Probability Distributions in Statistical Analysis of Big Data

By Alan Anderson, David Semmelroth

Probability distributions is one of many statistical techniques that can be used to analyze data to find useful patterns. You use a probability distribution to compute the probabilities associated with the elements of a dataset:

  • Binomial distribution: You would use the binomial distribution to analyze variables that can assume only one of two values. For example, you could determine the probability that a given percentage of members at a sports club are left-handed.

  • Poisson distribution: You would use the Poisson distribution to describe the likelihood of a given number of events occurring over an interval of time. For example, it could be used to describe the probability of a specified number of hits on a website over the coming hour.

  • Normal distribution: The normal distribution is the most widely used probability distribution in most disciplines, including economics, finance, marketing, biology, psychology, and many others. One of the characteristic features of the normal distribution is symmetry — the probability of a variable being a given distance below the mean of the distribution equals the probability of it being the same distance above the mean.

    For example, if the mean height of all men in the United States is 70 inches, and heights are normally distributed, a randomly chosen man is equally likely to be between 68 and 70 inches tall as he is to be between 70 and 72 inches tall.

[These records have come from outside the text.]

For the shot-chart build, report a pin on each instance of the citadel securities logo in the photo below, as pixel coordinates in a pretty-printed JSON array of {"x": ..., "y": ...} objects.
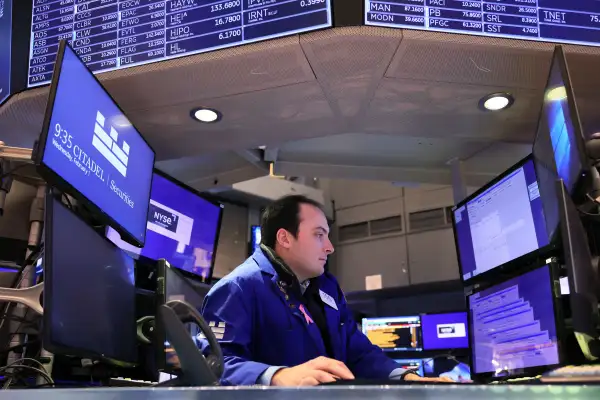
[{"x": 107, "y": 145}]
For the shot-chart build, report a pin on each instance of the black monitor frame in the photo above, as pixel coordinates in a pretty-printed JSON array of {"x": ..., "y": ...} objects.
[
  {"x": 560, "y": 59},
  {"x": 140, "y": 259},
  {"x": 53, "y": 178},
  {"x": 561, "y": 331},
  {"x": 499, "y": 272},
  {"x": 53, "y": 200}
]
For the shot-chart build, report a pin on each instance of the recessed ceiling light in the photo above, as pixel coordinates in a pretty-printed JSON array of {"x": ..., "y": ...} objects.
[
  {"x": 496, "y": 102},
  {"x": 207, "y": 115}
]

    The normal distribution works well with many applications. For example, it’s often used in the field of finance to describe the returns to financial assets. Due to its ease of interpretation and implementation, the normal distribution is sometimes used even when the assumption of normality is only approximately correct.

  • The Student’s t-distribution: The Student’s t-distribution is similar to the normal distribution, but with the Student’s t-distribution, extremely small or extremely large values are much more likely to occur. This distribution is often used in situations where a variable exhibits too much variation to be consistent with the normal distribution. This is true when the properties of small samples are being analyzed. With small samples, the variation among samples is likely to be quite considerable, so the normal distribution shouldn’t be used to describe their properties.

    The Student’s t-distribution was developed by W.S. Gosset while employed at the Guinness brewing company. He was attempting to describe the properties of small sample means.

  • The chi-square distribution: The chi-square distribution is appropriate for several types of applications. For example, you can use it to determine whether a population follows a particular probability distribution. You can also use it to test whether the variance of a population equals a specified value, and to test for the independence of two datasets.

  • The F-distribution: The F-distribution is derived from the chi-square distribution. You use it to test whether the variances of two populations equal each other. The F-distribution is also useful in applications such as regression analysis.